ATR and ATM function in an overlapping, but non-redundant fashion, phosphorylating many of the same substrates. However, and in contrast to ATM, ATRs function is essential for cell viability. ATR-deficiency at the organismal level affects normal development, tissue homeostasis, and ageing.


Isoform ATR-201 (ENSP00000343741): 2644 amino acids (predicted MW 301365.74 Da).
Isoform ATR-202 (ENSP00000372581): 2580 aa (predicted MW 294218.33 Da).
Biochemical studies of ATR protein do not distinguish between the two different isoforms.
ATR protein contains a PI3/4 kinase catalytic domain, 1 FAT domain, 1 FATC domain, 1 UME domain, and 2 HEAT repeats.


Isoform 1 has ubiquitous expression with highest levels in testis. Isoform 2 has more specific expression (has found in pancreas, liver and placenta while is not detected in heart, testis and ovary).
Forced expression of ATR inhibits MyoD function, leading to loss of differentiation, as well as induces cell-cycle abnormalities (increased aneuploidy and elimination of IR-induced G1 arrest). Limited expression of ATR or overexpression of kinase dead forms of this protein increases cell sensitivity to a variety of DNA damage agents and replication inhibitors, such as ionizing radiation (IR), cis-platinum, hydroxy urea (HU), methylmethanesulfonate (MMS) and ultra violet (UV) irradiation, leading to significant losses in checkpoint control and cell viability. Loss of ATR results in DNA fragile site expression, a specific type of genomic instability.

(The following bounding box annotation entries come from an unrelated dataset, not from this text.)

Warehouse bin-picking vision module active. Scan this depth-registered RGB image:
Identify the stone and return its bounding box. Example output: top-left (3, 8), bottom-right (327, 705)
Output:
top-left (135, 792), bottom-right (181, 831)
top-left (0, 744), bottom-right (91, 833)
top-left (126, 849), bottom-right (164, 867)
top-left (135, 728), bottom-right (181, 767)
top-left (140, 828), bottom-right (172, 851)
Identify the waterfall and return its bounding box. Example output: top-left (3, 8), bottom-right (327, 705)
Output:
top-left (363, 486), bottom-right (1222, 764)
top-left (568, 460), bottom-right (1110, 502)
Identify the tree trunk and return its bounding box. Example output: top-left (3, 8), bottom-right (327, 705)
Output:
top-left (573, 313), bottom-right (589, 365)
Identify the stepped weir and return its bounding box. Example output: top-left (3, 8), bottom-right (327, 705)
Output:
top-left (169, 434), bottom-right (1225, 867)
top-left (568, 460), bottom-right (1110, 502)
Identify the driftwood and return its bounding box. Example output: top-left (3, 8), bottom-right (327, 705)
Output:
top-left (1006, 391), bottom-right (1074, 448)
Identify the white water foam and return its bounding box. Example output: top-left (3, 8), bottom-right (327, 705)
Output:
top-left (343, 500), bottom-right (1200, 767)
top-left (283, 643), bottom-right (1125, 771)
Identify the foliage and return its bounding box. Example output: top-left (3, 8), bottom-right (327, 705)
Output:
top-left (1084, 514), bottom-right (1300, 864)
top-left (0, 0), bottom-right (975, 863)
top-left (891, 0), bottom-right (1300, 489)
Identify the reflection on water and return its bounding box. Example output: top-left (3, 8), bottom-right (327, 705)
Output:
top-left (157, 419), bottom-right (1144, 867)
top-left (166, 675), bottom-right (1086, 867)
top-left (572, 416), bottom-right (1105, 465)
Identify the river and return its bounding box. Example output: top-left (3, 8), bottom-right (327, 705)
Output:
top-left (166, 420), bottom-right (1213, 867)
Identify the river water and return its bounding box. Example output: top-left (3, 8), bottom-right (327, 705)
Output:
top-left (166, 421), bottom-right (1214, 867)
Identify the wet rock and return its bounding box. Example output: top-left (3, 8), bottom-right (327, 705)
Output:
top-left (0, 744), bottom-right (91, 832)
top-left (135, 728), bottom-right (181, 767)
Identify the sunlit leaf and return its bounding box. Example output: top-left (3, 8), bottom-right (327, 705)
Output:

In the nucleus, where it is recruited to chromatin during S-phase and redistributes to distinct foci upon DNA damage, stalling of replication forks with replication inhibitors or hypoxia. ATR has also been found in PML (promyetocytic leukaemia protein) nuclear bodies of some types of cells.
Kinase dead forms of ATR do not relocalize in response to IR and block nuclear translocation of RPA complex in a cell cycle-dependent manner.


ATR essential maintains genome integrity by serving multiple roles in the cellular response to DNA damage and endogenous replication stress. It signals to regulate the firing of replication origins, the repair of damaged replication forks and to prevent the premature mitotic entry. Moreover, it critically functions directly at the sites of stalled forks by stabilizing components of the replisome to ensure completion of replication during recovery of stalled forks.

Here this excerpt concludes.